Third, and even more absurd, the Partners are planning an “international” theme for the Lane-High area. Their plan will destroy perhaps the most ethnically diverse neighborhood strip in all of Ohio: name another strip in Ohio that has affordable real Chinese, Indian, Korean, Ethiopian, and Mexican restaurants in such close proximity. Most likely they will remove this actually existing cultural diversity and replace it with the food court at Lane Avenue Shopping Center, or Chi-Chi’s.

As Randy Morrison of the Godman Guild pointed out in his comments on the Campus Partners plan, the plan requires massive “displacement” and another plan is needed to “mitigate” this. Campus Partners is undertaking an ethnic and economic cleansing of the university district. This sounds like the preferences of middle-aged, middle-class former students, not the actual students who have different tastes and limited incomes.

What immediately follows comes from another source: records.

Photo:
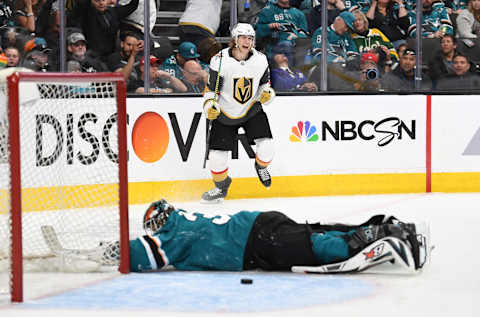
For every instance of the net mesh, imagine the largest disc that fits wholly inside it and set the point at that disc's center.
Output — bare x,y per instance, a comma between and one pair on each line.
69,168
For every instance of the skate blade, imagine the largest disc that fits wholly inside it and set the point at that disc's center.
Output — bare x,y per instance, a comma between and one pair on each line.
211,202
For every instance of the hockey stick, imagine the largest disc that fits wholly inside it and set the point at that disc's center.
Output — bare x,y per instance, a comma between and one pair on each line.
209,126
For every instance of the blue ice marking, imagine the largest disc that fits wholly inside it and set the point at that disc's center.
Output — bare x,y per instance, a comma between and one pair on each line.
211,292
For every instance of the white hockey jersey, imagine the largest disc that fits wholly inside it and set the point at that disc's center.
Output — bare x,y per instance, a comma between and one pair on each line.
241,82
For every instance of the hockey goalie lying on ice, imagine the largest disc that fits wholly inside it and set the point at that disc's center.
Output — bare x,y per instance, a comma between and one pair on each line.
258,240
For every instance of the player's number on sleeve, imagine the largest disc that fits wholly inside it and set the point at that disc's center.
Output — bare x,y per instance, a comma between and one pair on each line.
216,219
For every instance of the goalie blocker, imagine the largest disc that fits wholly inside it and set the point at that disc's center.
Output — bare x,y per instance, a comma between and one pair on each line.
258,240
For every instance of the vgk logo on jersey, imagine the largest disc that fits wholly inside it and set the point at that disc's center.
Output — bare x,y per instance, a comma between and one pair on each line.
242,89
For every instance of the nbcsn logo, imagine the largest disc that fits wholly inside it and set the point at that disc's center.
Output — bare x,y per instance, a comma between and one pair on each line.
304,131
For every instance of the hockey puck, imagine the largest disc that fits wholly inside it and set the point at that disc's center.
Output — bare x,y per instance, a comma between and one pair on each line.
246,281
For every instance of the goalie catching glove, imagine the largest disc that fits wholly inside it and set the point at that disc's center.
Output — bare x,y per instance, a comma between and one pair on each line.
156,216
210,108
267,95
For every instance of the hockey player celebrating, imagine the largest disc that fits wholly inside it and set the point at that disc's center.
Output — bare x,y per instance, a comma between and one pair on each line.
239,85
262,240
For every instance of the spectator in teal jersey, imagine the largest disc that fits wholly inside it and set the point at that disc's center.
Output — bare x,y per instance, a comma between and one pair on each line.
468,21
195,78
436,21
362,5
374,41
391,17
455,6
340,44
175,63
278,23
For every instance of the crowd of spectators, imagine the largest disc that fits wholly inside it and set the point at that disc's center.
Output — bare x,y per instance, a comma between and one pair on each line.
369,42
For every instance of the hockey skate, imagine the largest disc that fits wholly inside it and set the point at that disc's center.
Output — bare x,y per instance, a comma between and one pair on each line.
263,175
400,244
156,216
218,193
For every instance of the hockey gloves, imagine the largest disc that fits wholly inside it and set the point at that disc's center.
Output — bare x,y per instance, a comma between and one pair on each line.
267,95
210,108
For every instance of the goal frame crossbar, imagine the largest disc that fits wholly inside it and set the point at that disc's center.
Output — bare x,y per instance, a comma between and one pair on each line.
13,81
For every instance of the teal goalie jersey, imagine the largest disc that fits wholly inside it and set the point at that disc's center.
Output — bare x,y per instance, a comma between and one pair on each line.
194,241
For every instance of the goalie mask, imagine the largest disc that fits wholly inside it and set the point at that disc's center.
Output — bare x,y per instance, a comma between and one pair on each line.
156,216
243,29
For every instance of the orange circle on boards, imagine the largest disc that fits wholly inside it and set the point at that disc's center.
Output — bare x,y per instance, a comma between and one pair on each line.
150,137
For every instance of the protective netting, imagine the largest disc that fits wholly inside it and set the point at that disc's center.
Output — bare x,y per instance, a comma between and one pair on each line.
69,168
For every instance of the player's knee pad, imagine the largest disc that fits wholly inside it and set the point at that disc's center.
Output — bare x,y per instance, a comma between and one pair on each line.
265,149
218,160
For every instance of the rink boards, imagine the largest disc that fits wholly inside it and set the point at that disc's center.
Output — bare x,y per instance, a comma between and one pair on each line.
324,145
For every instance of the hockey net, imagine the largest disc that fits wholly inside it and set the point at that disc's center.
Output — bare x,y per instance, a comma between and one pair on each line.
62,164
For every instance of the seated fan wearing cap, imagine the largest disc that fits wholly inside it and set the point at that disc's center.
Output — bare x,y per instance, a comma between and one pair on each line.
37,55
174,64
77,51
161,82
402,78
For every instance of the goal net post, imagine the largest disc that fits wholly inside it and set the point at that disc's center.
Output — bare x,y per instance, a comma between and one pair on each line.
63,164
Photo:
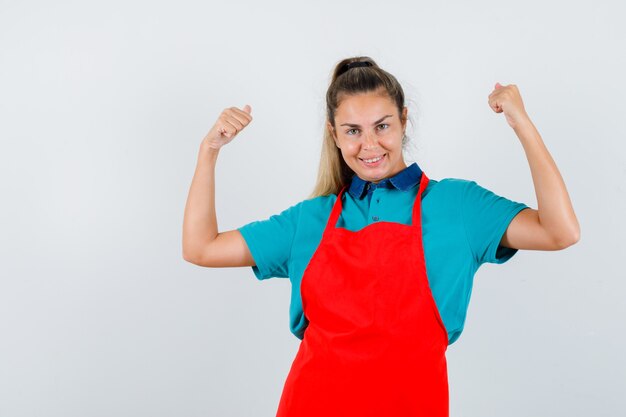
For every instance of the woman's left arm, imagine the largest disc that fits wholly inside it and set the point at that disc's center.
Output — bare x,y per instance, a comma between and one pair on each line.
554,225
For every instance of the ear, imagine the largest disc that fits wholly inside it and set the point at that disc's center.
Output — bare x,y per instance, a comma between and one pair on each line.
405,111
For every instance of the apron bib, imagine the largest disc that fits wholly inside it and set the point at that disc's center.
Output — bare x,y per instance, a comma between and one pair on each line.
375,343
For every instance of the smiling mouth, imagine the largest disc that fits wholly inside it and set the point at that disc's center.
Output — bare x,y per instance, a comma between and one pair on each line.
372,160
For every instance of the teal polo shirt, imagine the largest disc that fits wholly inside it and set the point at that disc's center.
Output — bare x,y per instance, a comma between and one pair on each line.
462,225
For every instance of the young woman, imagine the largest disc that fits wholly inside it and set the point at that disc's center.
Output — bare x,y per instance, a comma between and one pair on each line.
380,257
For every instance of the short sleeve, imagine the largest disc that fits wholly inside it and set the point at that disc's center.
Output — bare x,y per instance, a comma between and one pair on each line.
270,241
486,217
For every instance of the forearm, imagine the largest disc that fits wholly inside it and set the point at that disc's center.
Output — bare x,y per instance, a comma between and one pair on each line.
200,220
554,207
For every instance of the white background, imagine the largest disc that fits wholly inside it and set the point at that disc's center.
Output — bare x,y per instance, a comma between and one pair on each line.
103,106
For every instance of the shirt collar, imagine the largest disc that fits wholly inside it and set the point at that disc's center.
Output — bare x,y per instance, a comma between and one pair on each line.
403,181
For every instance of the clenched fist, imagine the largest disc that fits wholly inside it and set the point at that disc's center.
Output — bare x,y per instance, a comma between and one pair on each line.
229,123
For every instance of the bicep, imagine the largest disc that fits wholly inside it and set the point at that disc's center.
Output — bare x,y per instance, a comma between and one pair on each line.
526,232
228,249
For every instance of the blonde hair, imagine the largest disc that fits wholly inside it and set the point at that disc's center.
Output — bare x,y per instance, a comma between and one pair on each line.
333,172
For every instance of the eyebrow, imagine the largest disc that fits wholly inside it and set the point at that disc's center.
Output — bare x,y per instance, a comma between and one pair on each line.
375,123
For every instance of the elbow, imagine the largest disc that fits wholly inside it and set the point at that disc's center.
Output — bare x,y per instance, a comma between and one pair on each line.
191,256
569,239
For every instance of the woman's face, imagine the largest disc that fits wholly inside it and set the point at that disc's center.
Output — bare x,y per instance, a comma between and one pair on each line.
369,133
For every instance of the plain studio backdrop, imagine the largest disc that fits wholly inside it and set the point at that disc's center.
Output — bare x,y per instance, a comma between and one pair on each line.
103,106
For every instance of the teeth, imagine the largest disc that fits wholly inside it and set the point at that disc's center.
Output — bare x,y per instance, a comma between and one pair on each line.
369,161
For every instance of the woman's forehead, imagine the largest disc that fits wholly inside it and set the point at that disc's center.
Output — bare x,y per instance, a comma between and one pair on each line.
365,107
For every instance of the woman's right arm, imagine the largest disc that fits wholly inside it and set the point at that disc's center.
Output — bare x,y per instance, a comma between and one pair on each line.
202,243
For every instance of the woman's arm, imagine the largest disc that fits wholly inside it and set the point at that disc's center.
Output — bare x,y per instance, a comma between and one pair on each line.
202,243
554,224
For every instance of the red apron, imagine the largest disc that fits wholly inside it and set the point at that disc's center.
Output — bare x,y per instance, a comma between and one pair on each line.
375,343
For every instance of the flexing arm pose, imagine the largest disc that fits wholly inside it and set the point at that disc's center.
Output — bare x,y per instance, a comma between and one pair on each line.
554,225
202,243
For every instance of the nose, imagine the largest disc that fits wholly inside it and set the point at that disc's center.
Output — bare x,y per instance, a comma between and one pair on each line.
370,141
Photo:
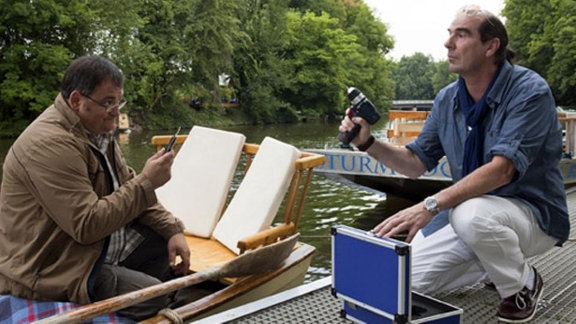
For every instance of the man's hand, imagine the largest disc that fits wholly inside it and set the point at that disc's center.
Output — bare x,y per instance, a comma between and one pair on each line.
158,168
177,247
410,219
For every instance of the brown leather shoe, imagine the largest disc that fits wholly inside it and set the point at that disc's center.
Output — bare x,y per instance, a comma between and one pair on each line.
521,307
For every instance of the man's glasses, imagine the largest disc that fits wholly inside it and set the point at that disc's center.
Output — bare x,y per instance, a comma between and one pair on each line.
109,105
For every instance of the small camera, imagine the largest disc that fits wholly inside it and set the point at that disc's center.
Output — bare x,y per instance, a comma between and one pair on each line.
361,107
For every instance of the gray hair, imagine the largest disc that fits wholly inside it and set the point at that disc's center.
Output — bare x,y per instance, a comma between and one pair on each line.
86,73
491,27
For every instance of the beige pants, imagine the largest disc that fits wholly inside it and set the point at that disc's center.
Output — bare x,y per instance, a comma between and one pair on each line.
488,236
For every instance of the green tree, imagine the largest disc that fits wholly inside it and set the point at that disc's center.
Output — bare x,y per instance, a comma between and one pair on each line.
413,77
37,40
319,53
260,63
543,35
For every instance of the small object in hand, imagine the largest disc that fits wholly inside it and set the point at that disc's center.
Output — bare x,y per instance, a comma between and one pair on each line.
172,140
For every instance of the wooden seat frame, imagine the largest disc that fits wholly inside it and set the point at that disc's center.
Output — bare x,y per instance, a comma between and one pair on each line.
293,204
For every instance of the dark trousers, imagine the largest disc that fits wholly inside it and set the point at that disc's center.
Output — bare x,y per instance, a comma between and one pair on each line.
146,266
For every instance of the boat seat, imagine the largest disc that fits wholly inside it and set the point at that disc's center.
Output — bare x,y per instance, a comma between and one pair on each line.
275,175
258,198
201,177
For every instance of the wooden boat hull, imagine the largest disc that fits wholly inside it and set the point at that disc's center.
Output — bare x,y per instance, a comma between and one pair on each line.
290,274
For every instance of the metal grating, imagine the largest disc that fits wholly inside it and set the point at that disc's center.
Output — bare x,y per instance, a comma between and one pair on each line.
558,303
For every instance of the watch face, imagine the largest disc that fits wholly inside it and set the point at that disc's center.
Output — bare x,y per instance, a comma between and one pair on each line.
431,204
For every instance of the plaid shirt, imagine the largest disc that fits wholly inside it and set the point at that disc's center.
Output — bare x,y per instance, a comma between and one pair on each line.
126,239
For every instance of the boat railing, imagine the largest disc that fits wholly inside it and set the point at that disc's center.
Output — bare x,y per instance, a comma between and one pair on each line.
405,126
568,122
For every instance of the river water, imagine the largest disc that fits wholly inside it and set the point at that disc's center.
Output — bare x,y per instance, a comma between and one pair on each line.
328,203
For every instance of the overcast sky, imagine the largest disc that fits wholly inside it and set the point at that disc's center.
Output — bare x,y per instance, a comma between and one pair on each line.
420,25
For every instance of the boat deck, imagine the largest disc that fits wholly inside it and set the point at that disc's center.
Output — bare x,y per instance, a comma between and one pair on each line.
314,303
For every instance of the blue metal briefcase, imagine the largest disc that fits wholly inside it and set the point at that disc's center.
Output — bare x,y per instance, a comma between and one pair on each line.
371,275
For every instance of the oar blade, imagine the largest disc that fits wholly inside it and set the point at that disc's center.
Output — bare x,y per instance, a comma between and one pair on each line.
260,260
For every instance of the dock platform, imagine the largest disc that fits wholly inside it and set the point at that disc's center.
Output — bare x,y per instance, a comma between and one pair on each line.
314,303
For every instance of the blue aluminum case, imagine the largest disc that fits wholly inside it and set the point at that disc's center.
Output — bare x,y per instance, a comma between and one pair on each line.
371,275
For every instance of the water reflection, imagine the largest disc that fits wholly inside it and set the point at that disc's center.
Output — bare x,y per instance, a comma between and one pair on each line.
328,203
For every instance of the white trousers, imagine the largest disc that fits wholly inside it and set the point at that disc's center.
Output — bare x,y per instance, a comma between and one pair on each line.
488,236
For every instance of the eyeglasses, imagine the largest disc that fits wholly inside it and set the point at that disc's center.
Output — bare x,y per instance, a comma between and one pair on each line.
109,105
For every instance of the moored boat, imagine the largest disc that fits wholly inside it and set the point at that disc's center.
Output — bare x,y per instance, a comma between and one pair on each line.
357,168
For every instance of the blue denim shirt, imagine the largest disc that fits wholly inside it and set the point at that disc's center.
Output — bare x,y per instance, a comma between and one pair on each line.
521,125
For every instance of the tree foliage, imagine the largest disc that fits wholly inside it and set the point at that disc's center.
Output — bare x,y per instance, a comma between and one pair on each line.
544,37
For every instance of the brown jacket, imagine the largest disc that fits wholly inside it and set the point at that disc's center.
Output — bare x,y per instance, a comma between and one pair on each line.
57,206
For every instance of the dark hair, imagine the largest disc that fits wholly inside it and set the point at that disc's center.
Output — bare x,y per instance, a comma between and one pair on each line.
492,27
87,72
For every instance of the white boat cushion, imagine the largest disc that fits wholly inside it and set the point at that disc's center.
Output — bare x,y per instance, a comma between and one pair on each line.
258,198
201,177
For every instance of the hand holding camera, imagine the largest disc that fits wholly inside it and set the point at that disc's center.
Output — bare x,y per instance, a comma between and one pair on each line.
361,107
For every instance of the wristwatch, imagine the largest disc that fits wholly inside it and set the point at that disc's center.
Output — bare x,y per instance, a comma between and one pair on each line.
431,204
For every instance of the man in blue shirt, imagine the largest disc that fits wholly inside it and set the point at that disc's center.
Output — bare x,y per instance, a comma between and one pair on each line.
498,127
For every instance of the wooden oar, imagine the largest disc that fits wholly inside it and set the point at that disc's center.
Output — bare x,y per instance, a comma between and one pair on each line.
260,260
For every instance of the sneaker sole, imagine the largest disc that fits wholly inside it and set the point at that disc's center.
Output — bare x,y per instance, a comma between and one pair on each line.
529,318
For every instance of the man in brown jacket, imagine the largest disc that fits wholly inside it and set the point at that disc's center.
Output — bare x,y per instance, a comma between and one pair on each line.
76,223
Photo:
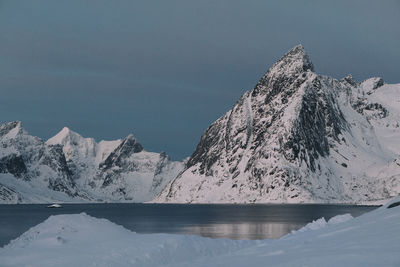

The plan is so vile and pernicious that Barry Humphries, the infamous demolition man from the Battelle neighborhood, needed to hire Frumpies to cover the destruction of some of the last remaining culturally diverse “free spaces” from the student movement of the 1960s. Those who built bridges 25 years ago to other ethnic and racial communities are now using their progressive credentials to blow them up. While muttering to themselves that they are still “stardust and golden” they are destroying the campus area in order to save it.

A basic definition of theft is taking something that doesn’t belong to you. Campus Partners is planning legally sanctioned criminal activity. Their Disneyesque centralized planning will destroy businesses and private property they deem unworthy. It will eradicate the organically grown culture, flavor, character and mystique of the campus area and replace it with plastic suburban sterility. They now look to the Ohio State Board of Trustees for their blessing–a board whose membership constitutes Ohio’s “power elite,” essentially the same class of people who deforested Franklin Park, sterilized the North Market and homogenized the Ohio State Fair. But this will be their greatest criminal caper.

It’s not too late to stop the insanity. People opposed to this plan need to rise up and use any means necessary to make your voices heard.